De quoi la suppression de l'ISF est-elle le nom ?

A partir de l'exemple sulfureux de la suppression de l'ISF par Emmanuel Macron, il est possible de comprendre la puissance du monde de la finance, et son emprise sur notre économie et nos vies.

La déformation de l'espace-temps par la finance

Sous prétexte de favoriser les richesses productives, Emmanuel Macron a décidé de remplacer l'ISF par l'IFI, un impôt qui cible la richesse immobilière.

Mais en réalité, l'argument qui consiste à vouloir favoriser la richesse productive saute facilement : en quoi une montagne de cash empilée dans un compte en banque est-elle productive ?

Il est aisément compréhensible qu'un investissement locatif dans l'immobilier neuf est bien plus productif que l'argent qui dort dans un compte en banque.

En réalité, si Emmanuel Macron taxe la richesse immobilière, c’est parce qu'il sait pertinemment que cette richesse est enracinée physiquement en France et ne peut être déplacée dans un autre pays à la fiscalité plus avantageuse.

Ce n'est pas le cas des liquidités détenues sur un compte en banque, ou des actions détenues sur un compte-titres en France. En un claquement de doigts, cette richesse peut librement être envoyée dans une contrée plus accommodante fiscalement.

Dans notre société hyper-financiarisée, une certaine richesse est plus libre que l'autre, avec une emprise puissante sur l'économie du pays et le budget de l'Etat.

La libre circulation instantanée de la richesse financière permet le chantage à l'exil fiscal, là où la richesse enracinée, comme l'investissement immobilier ou la PME implantée localement, n'a d'autre choix que de subir le diktat fiscal de Bercy.

Cette situation peut avoir des conséquences graves sur le consentement à l'impôt. Elle crée aussi le sentiment que l'enracinement au pays est pénalisé, alors que l'expatrié potentiel est roi parmi nous.

Le remplacement de l'ISF par l'IFI est symptomatique de l'impuissance des hommes politiques face à la toute-puissance de la finance.

Au fil du temps, les banquiers ont créé un outil dématérialisé, dont la création est instantanée et qui peut circuler presque à la vitesse de la lumière : la monnaie moderne.

Cette prouesse technique défie toute logique de l’espace-temps. Là où les fréquences de production des paysans sont annuelles, le banquier a le pouvoir de produire la monnaie instantanément, par un simple jeu d’écriture sur un ordinateur. Là où l’artisan local repose sur une clientèle locale, et ne peut donc se délocaliser facilement, le détenteur d’un portefeuille d’actions peut le déplacer sur un compte titre au Luxembourg en envoyant un simple email à son banquier.

Ce pouvoir incroyable de la création monétaire que se sont octroyé les banquiers se trouve entre les mains d’entreprises privées.
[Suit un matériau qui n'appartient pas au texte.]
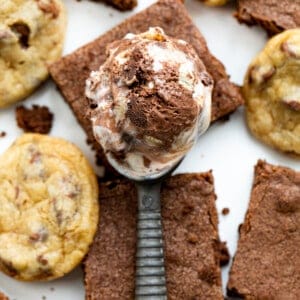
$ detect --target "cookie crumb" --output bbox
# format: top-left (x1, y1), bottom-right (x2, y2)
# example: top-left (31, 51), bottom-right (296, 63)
top-left (222, 207), bottom-right (230, 216)
top-left (16, 105), bottom-right (53, 134)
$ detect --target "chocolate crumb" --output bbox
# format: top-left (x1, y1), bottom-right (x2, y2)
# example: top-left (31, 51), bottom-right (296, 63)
top-left (10, 22), bottom-right (30, 49)
top-left (16, 105), bottom-right (53, 134)
top-left (37, 255), bottom-right (48, 266)
top-left (0, 291), bottom-right (9, 300)
top-left (38, 0), bottom-right (60, 19)
top-left (219, 242), bottom-right (230, 266)
top-left (222, 207), bottom-right (230, 216)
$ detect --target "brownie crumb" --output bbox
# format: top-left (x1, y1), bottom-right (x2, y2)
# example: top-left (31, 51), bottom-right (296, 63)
top-left (219, 242), bottom-right (230, 266)
top-left (222, 207), bottom-right (230, 216)
top-left (0, 291), bottom-right (9, 300)
top-left (16, 105), bottom-right (53, 134)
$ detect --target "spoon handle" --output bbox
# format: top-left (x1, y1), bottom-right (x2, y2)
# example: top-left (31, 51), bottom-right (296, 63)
top-left (135, 182), bottom-right (167, 300)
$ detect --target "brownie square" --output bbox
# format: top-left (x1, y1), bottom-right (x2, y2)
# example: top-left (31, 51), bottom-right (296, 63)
top-left (235, 0), bottom-right (300, 35)
top-left (228, 161), bottom-right (300, 300)
top-left (50, 0), bottom-right (243, 176)
top-left (84, 172), bottom-right (230, 300)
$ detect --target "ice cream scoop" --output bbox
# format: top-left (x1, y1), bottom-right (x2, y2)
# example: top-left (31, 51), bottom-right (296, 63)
top-left (86, 28), bottom-right (213, 180)
top-left (86, 28), bottom-right (213, 299)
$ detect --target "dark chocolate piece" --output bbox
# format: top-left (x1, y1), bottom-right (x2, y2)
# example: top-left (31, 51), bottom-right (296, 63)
top-left (84, 172), bottom-right (224, 300)
top-left (228, 161), bottom-right (300, 300)
top-left (16, 105), bottom-right (53, 134)
top-left (50, 0), bottom-right (243, 177)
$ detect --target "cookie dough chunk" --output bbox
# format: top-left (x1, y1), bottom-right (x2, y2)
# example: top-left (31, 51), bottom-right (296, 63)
top-left (243, 28), bottom-right (300, 155)
top-left (228, 160), bottom-right (300, 300)
top-left (201, 0), bottom-right (228, 6)
top-left (0, 134), bottom-right (98, 281)
top-left (0, 0), bottom-right (66, 107)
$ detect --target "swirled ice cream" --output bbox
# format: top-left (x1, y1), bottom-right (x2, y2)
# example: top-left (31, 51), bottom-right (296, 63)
top-left (86, 27), bottom-right (213, 179)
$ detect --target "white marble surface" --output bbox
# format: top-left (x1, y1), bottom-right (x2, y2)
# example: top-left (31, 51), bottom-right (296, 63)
top-left (0, 0), bottom-right (300, 300)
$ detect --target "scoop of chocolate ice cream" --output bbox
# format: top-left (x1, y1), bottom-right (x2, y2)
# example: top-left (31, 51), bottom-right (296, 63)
top-left (86, 28), bottom-right (213, 177)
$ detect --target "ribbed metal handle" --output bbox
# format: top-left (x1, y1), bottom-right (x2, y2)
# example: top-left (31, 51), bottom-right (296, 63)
top-left (135, 183), bottom-right (167, 300)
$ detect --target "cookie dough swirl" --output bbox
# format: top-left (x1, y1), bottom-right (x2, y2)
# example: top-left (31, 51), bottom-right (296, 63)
top-left (0, 134), bottom-right (99, 281)
top-left (243, 28), bottom-right (300, 155)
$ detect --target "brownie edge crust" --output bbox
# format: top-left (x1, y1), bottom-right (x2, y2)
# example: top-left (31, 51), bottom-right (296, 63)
top-left (227, 160), bottom-right (300, 300)
top-left (84, 172), bottom-right (227, 300)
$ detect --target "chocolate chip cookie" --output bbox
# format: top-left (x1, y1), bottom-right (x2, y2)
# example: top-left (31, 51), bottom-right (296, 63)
top-left (0, 0), bottom-right (66, 108)
top-left (243, 28), bottom-right (300, 155)
top-left (0, 134), bottom-right (99, 281)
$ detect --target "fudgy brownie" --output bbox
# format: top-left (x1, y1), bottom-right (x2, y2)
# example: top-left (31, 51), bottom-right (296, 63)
top-left (84, 172), bottom-right (230, 300)
top-left (50, 0), bottom-right (243, 176)
top-left (102, 0), bottom-right (137, 11)
top-left (0, 291), bottom-right (9, 300)
top-left (16, 105), bottom-right (53, 134)
top-left (228, 161), bottom-right (300, 300)
top-left (235, 0), bottom-right (300, 35)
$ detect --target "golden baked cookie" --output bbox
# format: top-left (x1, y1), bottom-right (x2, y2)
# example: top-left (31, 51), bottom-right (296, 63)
top-left (0, 0), bottom-right (66, 107)
top-left (243, 28), bottom-right (300, 155)
top-left (201, 0), bottom-right (228, 6)
top-left (0, 134), bottom-right (99, 281)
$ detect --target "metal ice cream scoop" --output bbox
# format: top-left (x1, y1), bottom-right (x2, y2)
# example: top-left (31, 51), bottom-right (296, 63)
top-left (86, 27), bottom-right (213, 300)
top-left (129, 161), bottom-right (181, 300)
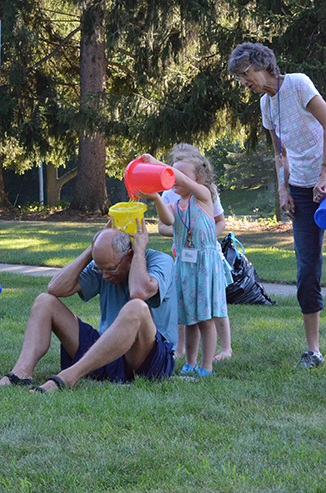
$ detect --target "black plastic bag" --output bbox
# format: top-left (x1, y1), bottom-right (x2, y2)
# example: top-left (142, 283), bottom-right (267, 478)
top-left (221, 233), bottom-right (277, 305)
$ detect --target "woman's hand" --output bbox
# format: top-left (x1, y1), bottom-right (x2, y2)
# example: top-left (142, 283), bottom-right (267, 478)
top-left (313, 176), bottom-right (326, 204)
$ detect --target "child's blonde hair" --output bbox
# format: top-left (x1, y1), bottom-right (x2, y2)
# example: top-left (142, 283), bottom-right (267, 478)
top-left (167, 144), bottom-right (216, 202)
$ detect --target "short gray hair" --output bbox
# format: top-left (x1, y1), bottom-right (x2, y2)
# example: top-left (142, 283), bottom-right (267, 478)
top-left (228, 43), bottom-right (280, 75)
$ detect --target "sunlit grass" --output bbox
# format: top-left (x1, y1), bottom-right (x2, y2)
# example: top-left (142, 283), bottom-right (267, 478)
top-left (0, 272), bottom-right (326, 493)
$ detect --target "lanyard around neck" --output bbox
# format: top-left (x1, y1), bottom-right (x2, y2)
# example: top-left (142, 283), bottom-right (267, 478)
top-left (177, 196), bottom-right (193, 248)
top-left (268, 74), bottom-right (282, 160)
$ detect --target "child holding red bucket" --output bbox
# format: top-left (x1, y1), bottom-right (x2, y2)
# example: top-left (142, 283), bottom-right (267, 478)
top-left (137, 148), bottom-right (232, 377)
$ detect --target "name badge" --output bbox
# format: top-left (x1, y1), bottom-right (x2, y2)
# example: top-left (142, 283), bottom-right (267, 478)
top-left (181, 248), bottom-right (198, 264)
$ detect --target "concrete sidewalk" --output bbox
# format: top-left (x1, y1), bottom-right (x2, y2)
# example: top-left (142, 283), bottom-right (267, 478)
top-left (0, 264), bottom-right (326, 296)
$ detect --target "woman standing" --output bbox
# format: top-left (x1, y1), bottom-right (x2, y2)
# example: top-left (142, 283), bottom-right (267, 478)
top-left (229, 43), bottom-right (326, 368)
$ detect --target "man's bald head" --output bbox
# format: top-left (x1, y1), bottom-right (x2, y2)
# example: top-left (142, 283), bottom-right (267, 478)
top-left (92, 228), bottom-right (131, 264)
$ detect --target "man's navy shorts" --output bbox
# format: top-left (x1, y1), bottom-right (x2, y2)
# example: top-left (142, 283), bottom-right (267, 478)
top-left (61, 319), bottom-right (174, 382)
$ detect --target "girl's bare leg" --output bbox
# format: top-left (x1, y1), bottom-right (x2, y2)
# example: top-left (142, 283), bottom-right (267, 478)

Ce pouvoir financier s’est mué au cours du temps en un pouvoir politique de plus en plus puissant. L’élection d'Emmanuel Macron en est une illustration.

En prenant un peu de hauteur, la finance n’est rien d'autre qu’une activité qui donne un prix au temps. En quelque sorte, les banquiers ont accaparé le temps, pour en faire une denrée commercialisable.

La finance n’est ni plus, ni moins, qu’un tour de passe-passe qui consiste à privatiser une denrée commune et éternelle, le temps, pour nous la revendre, et grignoter années après années nos biens et notre travail.

Cette perspective philosophique permet de mieux comprendre la vigueur avec laquelle nos anciens ont interdit la finance, alors appelée sous le nom d’usure. En prenant ses distances avec les religions, l’homme moderne a laissé cette activité destructrice se développer dans nos sociétés modernes jusqu’à la laisser nous prendre en otage.

Cette même finance exploite le continent Africain par l’endettement. Historiquement, la dette était le prétexte à la colonisation de pays comme la Tunisie, le Maroc et l’Egypte. De nos jours, le FMI, la Banque Mondiale et le Franc CFA continuent cette entreprise coloniale sous une autre forme, créant un appauvrissement du continent Africain et un flux migratoire vers le nord sans précédent.

Ironie du sort, la finance pousse une fois encore à la migration et au déracinement. Mais contrairement à l’individu déraciné fiscalement, qui appartient à une minorité ultra-riche, il est question ici de populations entières et pauvres.

Si la suppression de l’ISF est si mal perçue par une majorité de Français, c’est parce qu’elle est symptomatique de la défaite de nos dirigeants, impuissants face à un monde financier arrogant par sa puissance.

Cette puissance du monde de la finance a pour conséquence de distordre notre espace et notre temps.